Nach Gefangenenaustausch: Debatte um Freilassung des Tiergarten-Mörders

Angehörige des durch ihn getöteten Georgiers zeigten sich enttäuscht über die Entscheidung der Bundesregierung.

Nach dem Gefangenenaustausch mit Russland wird über die Freilassung des Tiergarten-Mörders durch Deutschland diskutiert. Angehörige des durch ihn getöteten Georgiers zeigten sich enttäuscht über die Entscheidung der Bundesregierung. Justizminister Marco Buschmann (FDP) rechtfertigte die von ihm angeordnete Freilassung, Außenministerin Annalena Baerbock (Grüne) sprach von einem „Dilemma“.

Krasikow war Ende 2021 zu lebenslanger Haft verurteilt worden. Er hatte nach Überzeugung des Berliner Kammergerichts im August 2019 einen Georgier im Kleinen Tiergarten der Hauptstadt erschossen. Die Tat erfolgte demnach im Auftrag staatlicher russischer Stellen. Der Kreml bestätigte am Freitag, dass Krasikow Agent des russischen Geheimdiensts FSB ist.

„Nicht einmal fünf Jahre nach dem Mord“ sei der von Kreml-Chef Wladimir Putin „beauftragte Mörder wieder auf freiem Fuß“, erklärten die in Deutschland lebenden Angehörigen des Mordopfers laut ihrer Anwältin. Sie sprachen von einer „niederschmetternden Nachricht“.

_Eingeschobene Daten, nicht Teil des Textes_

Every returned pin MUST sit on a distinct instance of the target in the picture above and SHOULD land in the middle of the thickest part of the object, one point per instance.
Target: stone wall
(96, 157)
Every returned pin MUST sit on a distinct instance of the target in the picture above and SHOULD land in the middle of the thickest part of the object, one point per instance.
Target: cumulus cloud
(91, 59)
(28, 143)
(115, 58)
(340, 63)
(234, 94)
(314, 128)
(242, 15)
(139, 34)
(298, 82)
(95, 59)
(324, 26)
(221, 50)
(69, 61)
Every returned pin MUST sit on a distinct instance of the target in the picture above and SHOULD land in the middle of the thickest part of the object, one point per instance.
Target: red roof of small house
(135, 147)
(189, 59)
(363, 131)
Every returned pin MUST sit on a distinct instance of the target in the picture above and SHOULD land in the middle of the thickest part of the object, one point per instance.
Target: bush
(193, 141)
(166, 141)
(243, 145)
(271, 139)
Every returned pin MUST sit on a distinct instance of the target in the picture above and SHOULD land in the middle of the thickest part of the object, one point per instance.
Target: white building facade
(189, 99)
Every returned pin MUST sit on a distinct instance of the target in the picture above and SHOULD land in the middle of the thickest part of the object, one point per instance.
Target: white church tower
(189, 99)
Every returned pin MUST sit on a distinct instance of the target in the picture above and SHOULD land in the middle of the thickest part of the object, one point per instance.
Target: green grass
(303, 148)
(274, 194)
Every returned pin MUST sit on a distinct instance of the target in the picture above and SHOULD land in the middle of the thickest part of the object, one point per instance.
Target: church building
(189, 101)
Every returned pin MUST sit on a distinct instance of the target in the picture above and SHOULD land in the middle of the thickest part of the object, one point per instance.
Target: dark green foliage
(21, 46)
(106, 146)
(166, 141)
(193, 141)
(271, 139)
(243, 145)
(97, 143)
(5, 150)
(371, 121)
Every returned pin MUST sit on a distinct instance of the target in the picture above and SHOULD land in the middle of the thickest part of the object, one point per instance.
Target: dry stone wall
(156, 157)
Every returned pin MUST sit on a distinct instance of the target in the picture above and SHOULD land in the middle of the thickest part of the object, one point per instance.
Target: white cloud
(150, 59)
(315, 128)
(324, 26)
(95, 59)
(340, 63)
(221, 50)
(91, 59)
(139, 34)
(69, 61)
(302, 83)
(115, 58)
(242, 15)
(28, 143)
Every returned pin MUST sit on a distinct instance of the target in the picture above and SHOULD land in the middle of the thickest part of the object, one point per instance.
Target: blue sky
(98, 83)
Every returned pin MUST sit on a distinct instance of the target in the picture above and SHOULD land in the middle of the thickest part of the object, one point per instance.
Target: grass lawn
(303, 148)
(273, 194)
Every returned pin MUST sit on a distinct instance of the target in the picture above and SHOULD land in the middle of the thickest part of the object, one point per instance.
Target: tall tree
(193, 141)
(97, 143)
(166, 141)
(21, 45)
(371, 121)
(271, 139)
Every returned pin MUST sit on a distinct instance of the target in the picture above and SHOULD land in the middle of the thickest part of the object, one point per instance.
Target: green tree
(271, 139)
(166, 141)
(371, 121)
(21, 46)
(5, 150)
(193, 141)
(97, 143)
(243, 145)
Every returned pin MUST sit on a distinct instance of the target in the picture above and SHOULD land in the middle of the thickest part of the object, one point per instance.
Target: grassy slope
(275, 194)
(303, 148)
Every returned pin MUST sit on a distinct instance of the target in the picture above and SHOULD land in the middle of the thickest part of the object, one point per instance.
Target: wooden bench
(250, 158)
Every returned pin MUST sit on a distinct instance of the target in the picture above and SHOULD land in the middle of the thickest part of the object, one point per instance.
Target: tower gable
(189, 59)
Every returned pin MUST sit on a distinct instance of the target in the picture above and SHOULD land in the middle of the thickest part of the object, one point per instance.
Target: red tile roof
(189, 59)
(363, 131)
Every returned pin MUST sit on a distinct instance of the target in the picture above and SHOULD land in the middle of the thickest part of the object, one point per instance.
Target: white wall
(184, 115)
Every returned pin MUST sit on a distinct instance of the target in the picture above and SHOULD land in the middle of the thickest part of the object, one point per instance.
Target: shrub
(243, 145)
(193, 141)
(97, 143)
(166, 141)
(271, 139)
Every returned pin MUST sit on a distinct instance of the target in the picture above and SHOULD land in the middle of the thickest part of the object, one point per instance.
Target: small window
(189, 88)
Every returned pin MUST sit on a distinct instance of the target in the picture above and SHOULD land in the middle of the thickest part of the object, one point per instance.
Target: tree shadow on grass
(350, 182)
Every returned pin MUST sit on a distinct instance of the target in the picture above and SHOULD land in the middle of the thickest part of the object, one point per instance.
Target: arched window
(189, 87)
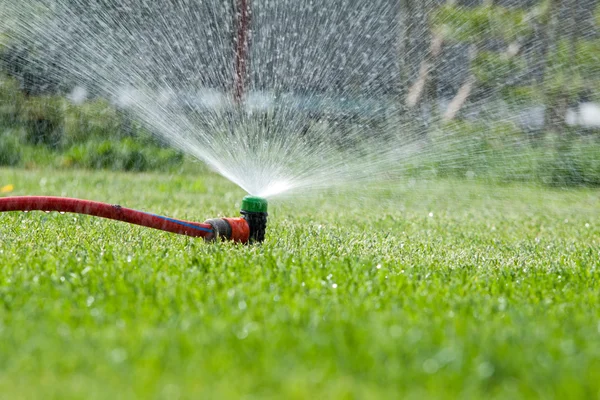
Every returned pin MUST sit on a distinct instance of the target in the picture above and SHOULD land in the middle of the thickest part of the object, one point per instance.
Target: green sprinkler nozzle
(254, 211)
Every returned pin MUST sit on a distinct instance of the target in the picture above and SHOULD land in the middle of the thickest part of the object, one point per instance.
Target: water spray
(249, 228)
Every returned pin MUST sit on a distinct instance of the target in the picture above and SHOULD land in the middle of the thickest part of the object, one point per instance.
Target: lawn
(423, 290)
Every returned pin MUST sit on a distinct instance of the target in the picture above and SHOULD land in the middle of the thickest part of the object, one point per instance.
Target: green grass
(442, 290)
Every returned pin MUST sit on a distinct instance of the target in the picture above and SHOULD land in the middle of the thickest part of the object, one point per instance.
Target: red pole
(242, 45)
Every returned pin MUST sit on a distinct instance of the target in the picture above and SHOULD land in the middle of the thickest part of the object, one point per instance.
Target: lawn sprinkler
(249, 228)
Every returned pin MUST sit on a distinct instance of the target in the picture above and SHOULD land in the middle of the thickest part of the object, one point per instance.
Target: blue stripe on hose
(198, 228)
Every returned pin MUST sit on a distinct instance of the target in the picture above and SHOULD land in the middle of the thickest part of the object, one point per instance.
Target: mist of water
(325, 86)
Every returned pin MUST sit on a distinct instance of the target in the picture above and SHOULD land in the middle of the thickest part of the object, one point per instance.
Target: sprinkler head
(254, 211)
(250, 228)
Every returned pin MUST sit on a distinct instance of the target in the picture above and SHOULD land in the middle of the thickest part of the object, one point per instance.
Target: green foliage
(10, 150)
(443, 289)
(500, 152)
(125, 154)
(11, 101)
(492, 68)
(42, 118)
(576, 164)
(49, 130)
(472, 24)
(93, 120)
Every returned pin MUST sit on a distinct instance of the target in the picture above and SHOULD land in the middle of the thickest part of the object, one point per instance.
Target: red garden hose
(236, 228)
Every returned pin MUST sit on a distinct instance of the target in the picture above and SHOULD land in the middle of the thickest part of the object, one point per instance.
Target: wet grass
(430, 290)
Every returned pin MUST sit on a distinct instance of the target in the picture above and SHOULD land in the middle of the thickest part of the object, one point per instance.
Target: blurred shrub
(11, 100)
(500, 152)
(125, 154)
(93, 120)
(43, 119)
(576, 165)
(10, 150)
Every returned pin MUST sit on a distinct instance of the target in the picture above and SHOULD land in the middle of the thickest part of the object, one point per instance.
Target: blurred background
(503, 90)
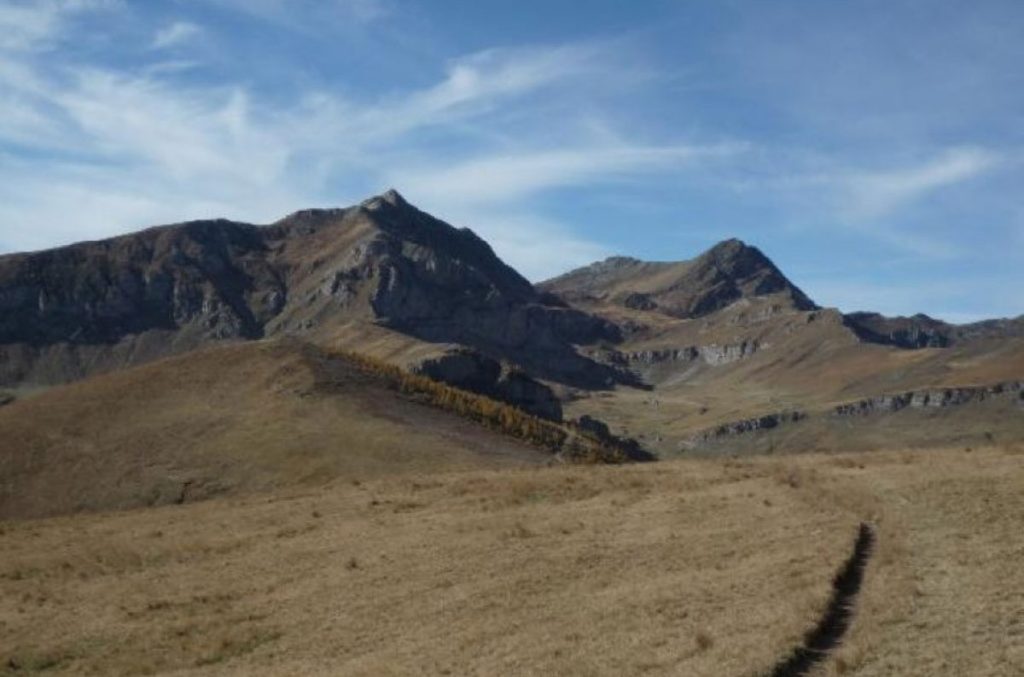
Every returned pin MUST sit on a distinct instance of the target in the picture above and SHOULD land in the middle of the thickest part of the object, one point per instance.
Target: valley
(355, 441)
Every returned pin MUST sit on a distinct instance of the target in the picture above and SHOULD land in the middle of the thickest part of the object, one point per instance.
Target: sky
(872, 149)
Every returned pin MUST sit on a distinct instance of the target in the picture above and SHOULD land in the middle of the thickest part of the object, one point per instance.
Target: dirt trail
(838, 617)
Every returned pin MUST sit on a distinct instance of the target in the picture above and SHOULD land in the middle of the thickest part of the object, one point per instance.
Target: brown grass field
(682, 567)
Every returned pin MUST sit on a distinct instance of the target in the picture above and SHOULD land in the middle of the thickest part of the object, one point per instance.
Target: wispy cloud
(140, 147)
(880, 193)
(305, 14)
(503, 178)
(175, 34)
(33, 24)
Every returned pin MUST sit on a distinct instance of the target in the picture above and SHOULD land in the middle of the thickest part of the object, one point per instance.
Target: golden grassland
(687, 566)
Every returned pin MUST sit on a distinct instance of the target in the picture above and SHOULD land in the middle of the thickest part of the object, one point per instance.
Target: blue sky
(873, 149)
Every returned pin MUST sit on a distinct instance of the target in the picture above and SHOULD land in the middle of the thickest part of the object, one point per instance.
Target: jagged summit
(729, 270)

„Niemand hat sich die Entscheidung einfach gemacht, einen zu lebenslanger Freiheitsstrafe verurteilten Mörder nur nach wenigen Jahren der Haft abzuschieben“, sagte Bundeskanzler Olaf Scholz (SPD) am Donnerstagabend über Krasikows Freilassung. Entscheidend sei für die Bundesregierung die „Schutzverpflichtung“ gegenüber den in Russland inhaftierten deutschen Staatsangehörigen gewesen sowie „die Solidarität mit den USA“. Washington hatte im Zuge des Gefangenenaustausches gleichfalls Staatsbürger freibekommen, darunter der Journalist Evan Gershkovich.

Russlands Präsident Putin hatte die Freilassung Krasikows schon vor Monaten gefordert. Er dürfte eine Schlüsselfigur gewesen sein, um den Gefangenenaustausch mit insgesamt 26 Beteiligten zu ermöglichen. Buschmann als zuständiger Minister wies dazu Generalbundesanwalt Jens Rommel an, Krasikow freizulassen.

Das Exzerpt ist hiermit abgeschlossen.